HEIM (Text-to-image Model Evaluation)

Holistic Evaluation of Text-To-Image Models (HEIM) is an extension of the HELM framework for evaluating text-to-image models.

Holistic Evaluation of Text-To-Image Models

Significant effort has recently been made in developing text-to-image generation models, which take textual prompts as input and generate images. As these models are widely used in real-world applications, there is an urgent need to comprehensively understand their capabilities and risks. However, existing evaluations primarily focus on image-text alignment and image quality. To address this limitation, we introduce a new benchmark, Holistic Evaluation of Text-To-Image Models (HEIM).

We identify 12 different aspects that are important in real-world model deployment, including:

image-text alignment
image quality
aesthetics
originality
reasoning
knowledge
bias
toxicity
fairness
robustness
multilinguality
efficiency

By curating scenarios encompassing these aspects, we evaluate state-of-the-art text-to-image models using this benchmark.

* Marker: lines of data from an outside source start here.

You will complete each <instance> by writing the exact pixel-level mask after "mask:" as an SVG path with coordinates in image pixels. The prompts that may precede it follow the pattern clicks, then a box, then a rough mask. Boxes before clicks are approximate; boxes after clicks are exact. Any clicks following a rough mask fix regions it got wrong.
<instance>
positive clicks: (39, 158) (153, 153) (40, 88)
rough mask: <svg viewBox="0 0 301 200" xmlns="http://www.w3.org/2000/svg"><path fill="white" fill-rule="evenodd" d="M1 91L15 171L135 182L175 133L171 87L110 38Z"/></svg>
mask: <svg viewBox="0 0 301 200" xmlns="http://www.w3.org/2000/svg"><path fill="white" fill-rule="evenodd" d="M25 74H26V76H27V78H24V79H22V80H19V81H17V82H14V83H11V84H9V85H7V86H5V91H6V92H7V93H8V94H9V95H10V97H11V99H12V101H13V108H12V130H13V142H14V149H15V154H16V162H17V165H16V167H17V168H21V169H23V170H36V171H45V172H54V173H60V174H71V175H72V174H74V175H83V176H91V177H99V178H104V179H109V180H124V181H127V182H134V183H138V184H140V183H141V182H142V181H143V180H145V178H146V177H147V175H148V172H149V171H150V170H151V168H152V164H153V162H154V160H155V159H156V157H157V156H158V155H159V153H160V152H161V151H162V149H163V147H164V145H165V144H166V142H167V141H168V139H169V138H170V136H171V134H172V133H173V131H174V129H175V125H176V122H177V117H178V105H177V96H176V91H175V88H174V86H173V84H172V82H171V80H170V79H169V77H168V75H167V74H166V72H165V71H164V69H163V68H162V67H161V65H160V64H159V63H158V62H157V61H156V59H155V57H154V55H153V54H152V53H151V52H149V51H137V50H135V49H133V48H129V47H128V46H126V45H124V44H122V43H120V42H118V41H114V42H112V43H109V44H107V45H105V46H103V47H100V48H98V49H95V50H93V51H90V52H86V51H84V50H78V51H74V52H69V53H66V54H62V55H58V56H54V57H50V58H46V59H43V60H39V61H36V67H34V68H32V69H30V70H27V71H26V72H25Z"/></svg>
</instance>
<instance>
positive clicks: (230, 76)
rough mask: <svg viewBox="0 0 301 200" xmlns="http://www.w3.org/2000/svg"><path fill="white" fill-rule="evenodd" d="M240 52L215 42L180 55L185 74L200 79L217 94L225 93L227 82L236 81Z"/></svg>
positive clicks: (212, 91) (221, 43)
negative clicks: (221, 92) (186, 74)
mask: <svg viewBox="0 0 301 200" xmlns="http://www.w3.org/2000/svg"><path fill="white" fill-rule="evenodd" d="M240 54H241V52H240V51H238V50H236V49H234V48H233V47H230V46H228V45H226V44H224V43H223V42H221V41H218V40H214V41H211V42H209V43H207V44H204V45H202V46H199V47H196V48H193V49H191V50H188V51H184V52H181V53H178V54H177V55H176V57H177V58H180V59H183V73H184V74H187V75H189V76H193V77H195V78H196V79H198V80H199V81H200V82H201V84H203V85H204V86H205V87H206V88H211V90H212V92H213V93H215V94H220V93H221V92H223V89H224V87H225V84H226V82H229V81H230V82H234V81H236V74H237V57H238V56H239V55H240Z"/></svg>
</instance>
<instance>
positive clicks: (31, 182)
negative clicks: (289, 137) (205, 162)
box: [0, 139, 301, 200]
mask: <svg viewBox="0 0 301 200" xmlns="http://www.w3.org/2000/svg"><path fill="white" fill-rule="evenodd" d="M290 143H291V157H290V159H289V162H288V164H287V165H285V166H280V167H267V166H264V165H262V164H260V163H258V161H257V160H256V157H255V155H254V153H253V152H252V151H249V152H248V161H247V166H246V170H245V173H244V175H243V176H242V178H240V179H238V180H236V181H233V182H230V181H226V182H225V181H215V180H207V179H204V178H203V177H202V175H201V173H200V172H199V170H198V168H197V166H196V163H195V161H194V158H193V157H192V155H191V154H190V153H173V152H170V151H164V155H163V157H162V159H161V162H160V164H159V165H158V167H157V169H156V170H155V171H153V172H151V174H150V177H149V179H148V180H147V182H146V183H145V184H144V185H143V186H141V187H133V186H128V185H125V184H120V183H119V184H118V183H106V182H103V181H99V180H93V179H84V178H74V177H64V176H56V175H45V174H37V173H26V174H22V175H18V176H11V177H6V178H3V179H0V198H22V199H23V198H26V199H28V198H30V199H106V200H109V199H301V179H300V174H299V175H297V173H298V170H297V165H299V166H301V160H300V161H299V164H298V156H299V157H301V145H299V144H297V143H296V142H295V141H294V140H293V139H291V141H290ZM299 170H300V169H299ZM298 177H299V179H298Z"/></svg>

Unlike previous evaluations that focused on alignment and quality, HEIM significantly improves coverage by evaluating all models across all aspects. Our results reveal that no single model excels in all aspects, with different models demonstrating strengths in different aspects.

References

Installation

First, follow the installation instructions to install the base HELM Python page.

To install the additional dependencies to run HEIM, run:

pip install "crfm-helm[heim]"

Some models (e.g., DALLE-mini/mega) and metrics (DetectionMetric) require extra dependencies that are not available on PyPI. To install these dependencies, download and run the extra install script:

bash install-heim-extras.sh

Getting Started

The following is an example of evaluating Stable Diffusion v1.4 on the MS-COCO scenario using 10 instances.

helm-run --run-entries mscoco:model=huggingface/stable-diffusion-v1-4 --suite my-heim-suite --max-eval-instances 10

Reproducing the Leaderboard

To reproduce the entire HEIM leaderboard, refer to the instructions for HEIM on the Reproducing Leaderboards documentation.

Note:

The full HEIM leaderboard is not currently reproducible with these instructions. We are working to resolve this. In the meantime we have disabled the NSFWMetric to allow for the rest of the evaluation suite to run.